Obligations for employers when staff return from parental or pregnancy leave • Are there restrictions on an employer’s right to suspend staff?
Question: What obligations does an employer in Ontario have to reinstate an employee coming back from a pregnancy or parental leave? Can an employee ever be terminated while on leave?
Answer: When an employee takes a pregnancy or parental leave, employers may discover the replacement employee is better able to perform the job. Or the employee’s job duties may have been divided among several existing employees with good results. In these circumstances the employer may be tempted to maintain the current arrangement and try to reassign or to terminate the employment of the employee returning from leave. The courts and the Ministry of Labour have made it clear that, in these circumstances, the returning employee has a right to be reinstated to her former position.
Pursuant to section 53(1) of Ontario’s Employment Standards Act, an employer is obliged to reinstate an employee who has taken a pregnancy or parental leave. The employer shall reinstate the employee to the position the employee most recently held with the employer, if it still exists, or to a comparable position if it does not. If the job is still there, and if the same work is being done, the employee has a right to return to that position, even if another employee has and is currently performing the job. A position cannot be deemed to “not exist” only because it is occupied by another employee.
Employers should be aware of a number of cases where courts and tribunals have interpreted section 53 to mean an employee returning from pregnancy or parental leave has an absolute right to be reinstated. The employer has a heavy onus to demonstrate the decision to terminate was wholly unrelated to the fact that the employee took a leave.
Legitimate grounds to terminate include:
•where there has been a mass lay-off;
•where the employee has been hired for a fixed-term contract, and this term expires while she is on leave; or
•where the employee was guilty of wilful misconduct.

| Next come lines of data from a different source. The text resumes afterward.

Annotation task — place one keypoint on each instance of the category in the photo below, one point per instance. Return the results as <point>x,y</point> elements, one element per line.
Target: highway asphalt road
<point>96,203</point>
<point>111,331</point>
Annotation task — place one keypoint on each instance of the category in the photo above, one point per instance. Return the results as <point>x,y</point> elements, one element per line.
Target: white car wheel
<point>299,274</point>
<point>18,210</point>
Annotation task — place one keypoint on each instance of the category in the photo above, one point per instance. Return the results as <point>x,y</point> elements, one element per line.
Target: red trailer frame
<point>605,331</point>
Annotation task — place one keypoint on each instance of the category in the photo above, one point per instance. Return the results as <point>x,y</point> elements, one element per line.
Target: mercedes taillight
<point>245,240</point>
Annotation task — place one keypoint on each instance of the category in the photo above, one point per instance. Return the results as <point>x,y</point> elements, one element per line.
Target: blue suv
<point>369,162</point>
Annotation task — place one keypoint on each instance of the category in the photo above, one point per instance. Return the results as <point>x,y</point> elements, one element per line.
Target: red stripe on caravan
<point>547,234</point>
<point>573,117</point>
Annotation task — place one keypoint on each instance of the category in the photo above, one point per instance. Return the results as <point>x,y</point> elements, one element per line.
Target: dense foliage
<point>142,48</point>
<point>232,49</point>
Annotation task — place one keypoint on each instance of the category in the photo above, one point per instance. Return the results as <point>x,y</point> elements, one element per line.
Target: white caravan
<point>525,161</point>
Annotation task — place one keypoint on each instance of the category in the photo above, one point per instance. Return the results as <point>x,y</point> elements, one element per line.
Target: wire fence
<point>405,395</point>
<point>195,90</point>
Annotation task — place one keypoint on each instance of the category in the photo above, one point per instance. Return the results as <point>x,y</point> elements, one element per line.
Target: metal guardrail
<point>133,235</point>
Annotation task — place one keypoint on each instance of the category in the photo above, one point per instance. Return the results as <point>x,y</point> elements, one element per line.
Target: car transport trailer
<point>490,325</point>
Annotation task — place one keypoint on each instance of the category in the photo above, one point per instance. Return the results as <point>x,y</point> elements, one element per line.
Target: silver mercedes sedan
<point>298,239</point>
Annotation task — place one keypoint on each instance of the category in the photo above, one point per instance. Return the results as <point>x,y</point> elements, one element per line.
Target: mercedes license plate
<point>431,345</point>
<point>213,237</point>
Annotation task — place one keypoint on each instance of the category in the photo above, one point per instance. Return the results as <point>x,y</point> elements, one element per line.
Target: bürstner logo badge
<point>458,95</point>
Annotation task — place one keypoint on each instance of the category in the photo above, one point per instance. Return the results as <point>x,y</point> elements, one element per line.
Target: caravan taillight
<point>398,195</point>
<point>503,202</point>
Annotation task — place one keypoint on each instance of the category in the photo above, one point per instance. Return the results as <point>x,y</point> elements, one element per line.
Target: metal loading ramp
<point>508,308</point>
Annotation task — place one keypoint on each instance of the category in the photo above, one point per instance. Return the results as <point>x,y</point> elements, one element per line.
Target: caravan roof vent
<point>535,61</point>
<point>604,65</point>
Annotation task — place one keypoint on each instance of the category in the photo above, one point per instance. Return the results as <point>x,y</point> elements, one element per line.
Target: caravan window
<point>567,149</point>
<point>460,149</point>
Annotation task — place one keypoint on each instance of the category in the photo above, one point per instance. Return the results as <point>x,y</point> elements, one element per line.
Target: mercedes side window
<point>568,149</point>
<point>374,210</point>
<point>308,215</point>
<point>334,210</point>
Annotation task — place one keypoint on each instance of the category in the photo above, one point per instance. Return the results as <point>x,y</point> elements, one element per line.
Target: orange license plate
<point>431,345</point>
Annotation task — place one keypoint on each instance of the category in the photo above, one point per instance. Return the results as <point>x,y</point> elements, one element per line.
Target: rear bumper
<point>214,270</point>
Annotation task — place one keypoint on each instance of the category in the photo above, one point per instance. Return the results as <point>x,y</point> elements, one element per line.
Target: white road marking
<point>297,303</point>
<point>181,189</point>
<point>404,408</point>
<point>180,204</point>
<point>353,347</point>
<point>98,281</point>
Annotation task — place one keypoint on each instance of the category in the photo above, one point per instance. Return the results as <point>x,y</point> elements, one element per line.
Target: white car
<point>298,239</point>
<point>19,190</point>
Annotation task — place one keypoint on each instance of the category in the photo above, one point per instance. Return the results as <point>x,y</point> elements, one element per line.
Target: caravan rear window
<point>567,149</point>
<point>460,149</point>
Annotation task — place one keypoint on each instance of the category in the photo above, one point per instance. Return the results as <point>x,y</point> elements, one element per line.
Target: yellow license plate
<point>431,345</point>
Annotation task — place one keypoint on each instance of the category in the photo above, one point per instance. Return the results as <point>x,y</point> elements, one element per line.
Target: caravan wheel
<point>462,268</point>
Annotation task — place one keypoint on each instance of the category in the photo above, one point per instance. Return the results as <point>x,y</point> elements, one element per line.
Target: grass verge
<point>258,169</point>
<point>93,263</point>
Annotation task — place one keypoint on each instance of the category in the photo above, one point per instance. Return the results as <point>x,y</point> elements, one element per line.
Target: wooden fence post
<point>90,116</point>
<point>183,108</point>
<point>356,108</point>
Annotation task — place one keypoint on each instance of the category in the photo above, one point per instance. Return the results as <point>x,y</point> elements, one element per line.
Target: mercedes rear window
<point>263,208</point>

If legitimate grounds exist the employer may dismiss the employee during her leave. Unless the employee is otherwise not entitled to notice, the employer is still obliged to pay notice to the employee.
Are there restrictions on an employer’s right to suspend staff?
Question: Are there restrictions on an employer’s right to discipline non-union, salaried employees by administering an unpaid “reflection leave” (in other words, a suspension). We have considered this, but there is nothing in any employment agreements or employee handbook that reserves this right for the employer. Are there dangers to this approach?
In Ontario the law is relatively clear that if the employer has a policy with respect to imposing suspensions on employees, which arises out of an employment agreement, policy manual or past practice, then you as the employer have the right to do so.
However, if you do not have such a policy, it is important to remember you can implement a new policy at any time instituting such a right provided you give reasonable notice of the change. There is nothing to stop an employer from implementing such a policy by advising all employees of the change and the reason for needing the extra disciplinary measure, and telling the employees the change will take effect in a specified period of time.
This period of time can be for a minimum of six months to a maximum of two years, depending on the actual length of service of most employees. You can contact a lawyer to get specific advice with respect to the implementation of such a policy, which will be determined on the basis of the particular employment details of the employees involved.